SpamFilters
Description
Automatic blocking of some spambots.
The recipe offers a way to block a number of spambots (programs posting spam on wikis and forums). Four methods are used: a honeypot, blocking HTML links, analysis of the edit summaries and post size.
Honeypot: some of the spambots will try to fill all fields of the edit form. We will add two hidden form fields, invisible for a human user. When the form is submitted, if the fields are filled or modified, then this is very likely a spambot trying to post, so we refuse to save the form.
Blocking HTML links: if the posted text contains raw HTML links like <a href=...>
which are not escaped with [=...=]
or [@...@]
then the edit form is blocked. Some spambots try to post raw HTML; even if it wouldn't work in a wiki page, cleaning it would be annoying, so we just block it and issue a message for a human user on how to escape the HTML in order to save the page.
Edit summaries: some spambots will fill the "edit summary" field with random uppercase and lowercase characters (examples: [1], [2], [3]). We will block most of these posts if the edit summary doesn't look like a word or a sentence -- mixed upper-lowercase letters, too many consonants without a vowel. Note that sometimes, a real user may be blocked, with a message to change the edit summary, and sometimes, a spambot may post successfully, but this filter works in most cases. The code proposed below will allow $MixedCaseVariables
and `EscapedText
, that is, if the filter blocks your page summary, insert a backtick `
before the words, functions or variables that do not look like language.
Post size: some spambots will deface a page, replacing the content with a short paragraph with links. We can block the saving of the posted content if it is less than half of the previous content. Note that this may be annoying for real users/admins who try to refactor, cleanup or delete some pages, so we enable it only for specific pages which are often defaced.
Empty groups: some spambots create pages in new wikigroups, and in order to cleanup the mess, one has to delete the spam pages, delete the group recent changes page, and possibly cleanup the Site.AllRecentChanges page. We can conditionally set an "edit" password, even an open or community known one, for groups that do not have a *.RecentChanges page (usually empty groups).
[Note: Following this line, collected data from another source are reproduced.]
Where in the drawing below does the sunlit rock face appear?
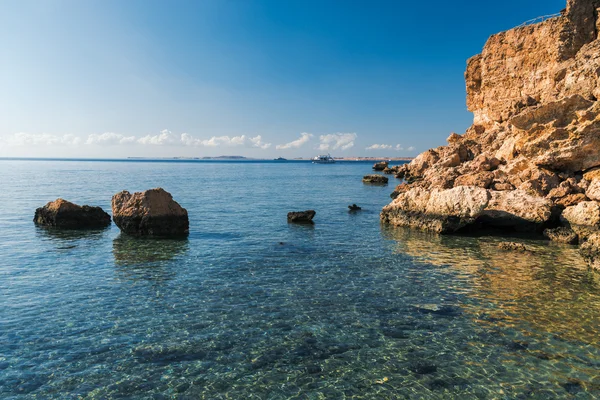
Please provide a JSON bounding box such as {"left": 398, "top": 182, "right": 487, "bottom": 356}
{"left": 381, "top": 0, "right": 600, "bottom": 268}
{"left": 112, "top": 188, "right": 189, "bottom": 238}
{"left": 34, "top": 198, "right": 111, "bottom": 229}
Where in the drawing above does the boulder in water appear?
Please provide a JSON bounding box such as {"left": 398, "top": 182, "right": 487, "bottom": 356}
{"left": 34, "top": 199, "right": 111, "bottom": 229}
{"left": 112, "top": 188, "right": 189, "bottom": 237}
{"left": 363, "top": 175, "right": 389, "bottom": 184}
{"left": 287, "top": 210, "right": 316, "bottom": 223}
{"left": 373, "top": 161, "right": 389, "bottom": 171}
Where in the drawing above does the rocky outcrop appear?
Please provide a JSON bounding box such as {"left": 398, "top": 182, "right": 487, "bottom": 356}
{"left": 112, "top": 188, "right": 189, "bottom": 237}
{"left": 363, "top": 175, "right": 389, "bottom": 184}
{"left": 287, "top": 210, "right": 316, "bottom": 223}
{"left": 381, "top": 187, "right": 490, "bottom": 233}
{"left": 373, "top": 161, "right": 388, "bottom": 171}
{"left": 380, "top": 0, "right": 600, "bottom": 269}
{"left": 34, "top": 199, "right": 111, "bottom": 229}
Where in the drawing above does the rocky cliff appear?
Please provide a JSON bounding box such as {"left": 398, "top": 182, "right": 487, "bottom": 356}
{"left": 381, "top": 0, "right": 600, "bottom": 269}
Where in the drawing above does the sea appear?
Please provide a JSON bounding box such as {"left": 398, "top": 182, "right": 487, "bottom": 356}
{"left": 1, "top": 158, "right": 600, "bottom": 399}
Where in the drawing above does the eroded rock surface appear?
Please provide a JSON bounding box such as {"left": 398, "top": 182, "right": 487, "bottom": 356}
{"left": 34, "top": 199, "right": 111, "bottom": 229}
{"left": 112, "top": 188, "right": 189, "bottom": 237}
{"left": 380, "top": 0, "right": 600, "bottom": 269}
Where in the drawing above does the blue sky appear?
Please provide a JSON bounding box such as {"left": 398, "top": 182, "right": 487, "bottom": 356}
{"left": 0, "top": 0, "right": 565, "bottom": 158}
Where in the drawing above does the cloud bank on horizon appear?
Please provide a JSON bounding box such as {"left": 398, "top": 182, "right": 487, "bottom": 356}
{"left": 0, "top": 130, "right": 415, "bottom": 157}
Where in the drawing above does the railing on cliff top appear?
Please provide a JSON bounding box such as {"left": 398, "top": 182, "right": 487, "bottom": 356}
{"left": 516, "top": 12, "right": 563, "bottom": 28}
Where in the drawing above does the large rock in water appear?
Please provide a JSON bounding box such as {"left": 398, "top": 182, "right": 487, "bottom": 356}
{"left": 112, "top": 188, "right": 189, "bottom": 237}
{"left": 34, "top": 199, "right": 111, "bottom": 229}
{"left": 380, "top": 0, "right": 600, "bottom": 261}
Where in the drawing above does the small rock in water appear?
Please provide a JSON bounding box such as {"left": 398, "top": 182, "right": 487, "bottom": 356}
{"left": 287, "top": 210, "right": 316, "bottom": 223}
{"left": 497, "top": 242, "right": 534, "bottom": 252}
{"left": 373, "top": 161, "right": 388, "bottom": 171}
{"left": 543, "top": 227, "right": 578, "bottom": 244}
{"left": 363, "top": 175, "right": 389, "bottom": 184}
{"left": 348, "top": 204, "right": 362, "bottom": 211}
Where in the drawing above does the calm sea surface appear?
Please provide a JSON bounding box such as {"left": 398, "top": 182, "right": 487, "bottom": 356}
{"left": 1, "top": 159, "right": 600, "bottom": 399}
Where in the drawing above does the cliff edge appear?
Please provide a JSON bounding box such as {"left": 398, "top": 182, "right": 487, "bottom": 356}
{"left": 381, "top": 0, "right": 600, "bottom": 268}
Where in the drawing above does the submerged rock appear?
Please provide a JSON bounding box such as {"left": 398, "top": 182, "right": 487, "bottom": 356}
{"left": 580, "top": 233, "right": 600, "bottom": 269}
{"left": 363, "top": 175, "right": 389, "bottom": 184}
{"left": 34, "top": 199, "right": 111, "bottom": 229}
{"left": 287, "top": 210, "right": 316, "bottom": 223}
{"left": 112, "top": 188, "right": 189, "bottom": 237}
{"left": 544, "top": 227, "right": 579, "bottom": 244}
{"left": 497, "top": 242, "right": 534, "bottom": 253}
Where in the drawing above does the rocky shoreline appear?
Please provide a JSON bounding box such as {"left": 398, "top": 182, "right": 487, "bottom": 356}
{"left": 380, "top": 0, "right": 600, "bottom": 270}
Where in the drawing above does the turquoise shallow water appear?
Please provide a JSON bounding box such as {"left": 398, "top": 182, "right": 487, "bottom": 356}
{"left": 1, "top": 159, "right": 600, "bottom": 399}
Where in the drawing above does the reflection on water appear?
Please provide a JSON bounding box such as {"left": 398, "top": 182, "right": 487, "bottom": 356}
{"left": 382, "top": 226, "right": 600, "bottom": 346}
{"left": 35, "top": 226, "right": 108, "bottom": 243}
{"left": 112, "top": 235, "right": 189, "bottom": 282}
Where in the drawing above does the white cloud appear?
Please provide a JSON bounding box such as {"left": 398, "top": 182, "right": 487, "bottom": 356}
{"left": 180, "top": 134, "right": 271, "bottom": 149}
{"left": 366, "top": 144, "right": 393, "bottom": 150}
{"left": 276, "top": 133, "right": 313, "bottom": 150}
{"left": 196, "top": 135, "right": 247, "bottom": 147}
{"left": 318, "top": 133, "right": 357, "bottom": 151}
{"left": 1, "top": 130, "right": 276, "bottom": 151}
{"left": 2, "top": 132, "right": 82, "bottom": 146}
{"left": 250, "top": 135, "right": 272, "bottom": 150}
{"left": 367, "top": 143, "right": 415, "bottom": 152}
{"left": 85, "top": 132, "right": 136, "bottom": 146}
{"left": 137, "top": 129, "right": 179, "bottom": 145}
Unlink recently deleted pages: Some spambots follow links from *.*RecentChanges
pages, and by default, recently deleted pages have direct links to the edit form. This deactivates such links.
Variants of these filters have been used on pmwiki.org for several years.
Installation
To set the two hidden honeypot fields, edit the wikipage Site.EditForm and insert the following line before (:input end:)
(:input hidden code1 7264:)%comment%Enter code: (:input text code2:)%% |
If your skin uses a different edit form, you should obviously edit the skin's edit form. Do this before enabling the config.php code below.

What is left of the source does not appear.